The following picture is constructed by connecting each corner of a square with the midpoint of a side from the square that is not adjacent to the corner. These lines create the following red octagon:
The question is, what is the ratio between the area of the octagon and the area of the square. One is supposed to find the solution without a ruler.
By removing some lines, I find it easy to see that the ratio between the yellow area and the square is 1/4. But I am not sure if this helps.
I think the following image will say more than any text. You can divide the image into smaller squares that will allow you immediately to calculate the ratio.
The ratio of the red area within the whole square is the same as the red area in the big green square to the area of the whole green square. And this is (counting in units of the 9 small squares): $(1+1/4+1/4) : 9 = 1.5 : 9 = 1:6$.
Let us name all the points on the outer square like this:
So, AB, CD, EF, AD are side of the square of length say $\mathrm{a}$ and E, F, G and H are midpoints of the sides of the square. Now consider line segments AF, GC, BH, ED. AF and GC intersect BH and ED to form another square.
The area of this square is $\frac{a^2}{5}$ as proved from answers to this question.

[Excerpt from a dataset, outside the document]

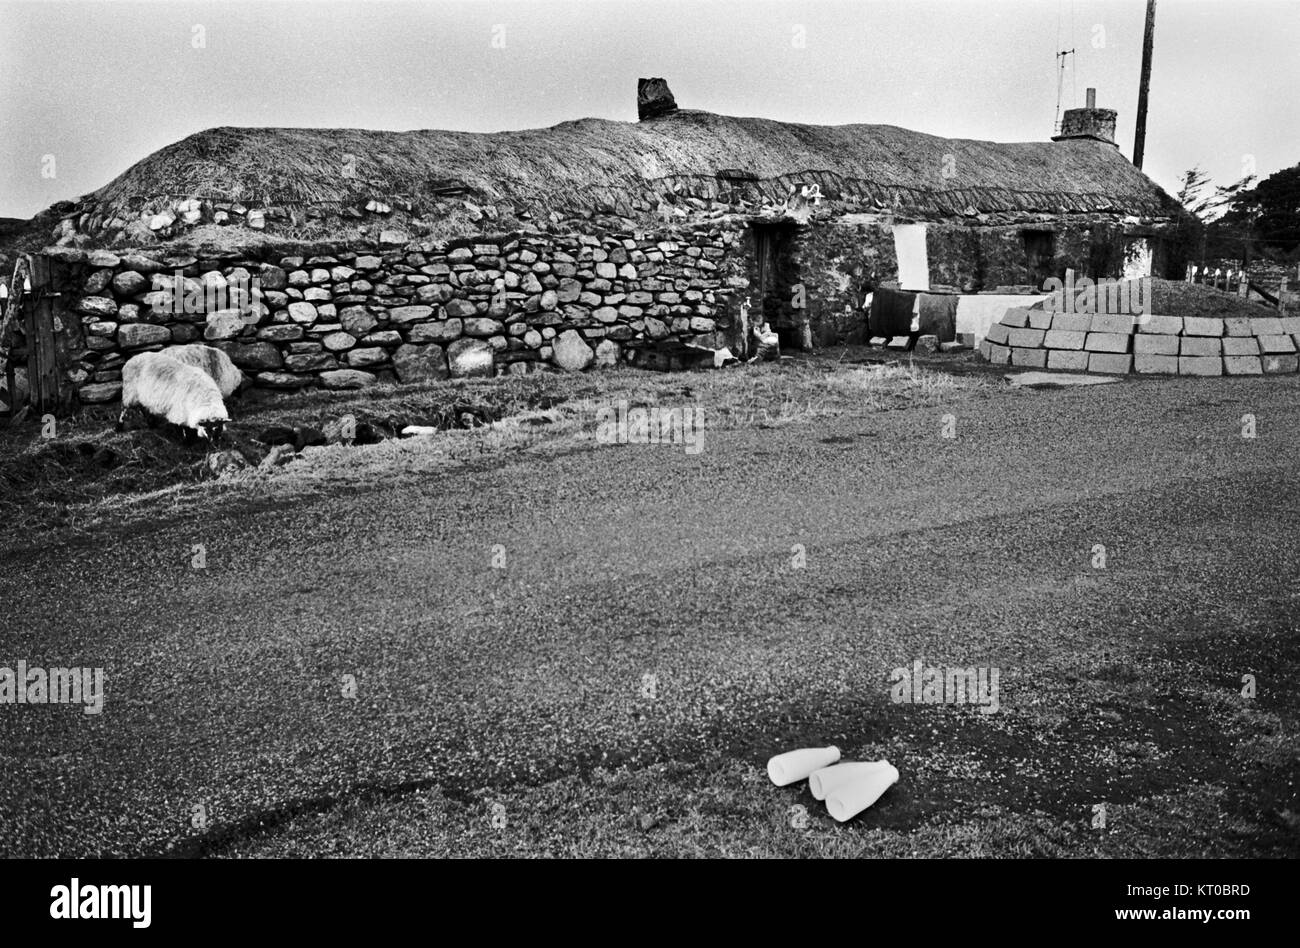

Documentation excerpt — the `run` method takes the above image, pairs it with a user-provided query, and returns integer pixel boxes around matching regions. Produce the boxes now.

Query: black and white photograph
[0,0,1294,926]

So, side of this square is $\frac{a}{\sqrt{5}}$. The sides of the square act as span of the octagon (S).(See octagon).
Line HC, AE, GD, FB not drawn for clarity.

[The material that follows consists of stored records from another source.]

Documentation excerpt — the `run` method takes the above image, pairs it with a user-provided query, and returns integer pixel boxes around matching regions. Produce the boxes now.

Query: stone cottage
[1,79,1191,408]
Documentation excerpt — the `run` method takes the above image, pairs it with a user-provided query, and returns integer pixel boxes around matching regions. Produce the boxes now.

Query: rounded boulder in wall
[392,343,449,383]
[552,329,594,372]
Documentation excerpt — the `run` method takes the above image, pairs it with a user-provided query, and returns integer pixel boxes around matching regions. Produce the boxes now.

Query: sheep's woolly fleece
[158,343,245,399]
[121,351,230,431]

Area of octagon in terms of span = $\mathrm{2(\sqrt{2}-1)S^2 = 2(\sqrt{2}-1)\frac{a^2}{5} = \frac{2(\sqrt{2}-1)}{5}{a^2}}$
Therefore, ratio between the area of the octagon and the area of the square = $\mathrm{\frac{2(\sqrt{2}-1)}{5}}$
I was frustrated by the solution being 1/6 because that is not the result if one calculates the area of a regular octagon with a radius that is L/4, where L is the length of large square.
The gridded image above makes clear that red shape is close to, but not actually, a regular octagon.
Instead, the horizontal distance from the center of the large square to a vertex is 1.5 times the length of the smallest green square. The angled distance from the center of the large square to a vertex is 'sqrt(2)' times (not 1.5 times) the length of the smallest green square. The vertices do not lie on a circle, so it is not a regular octagon (with equal all the included angles being equal), even though the lengths of all the sides are equal.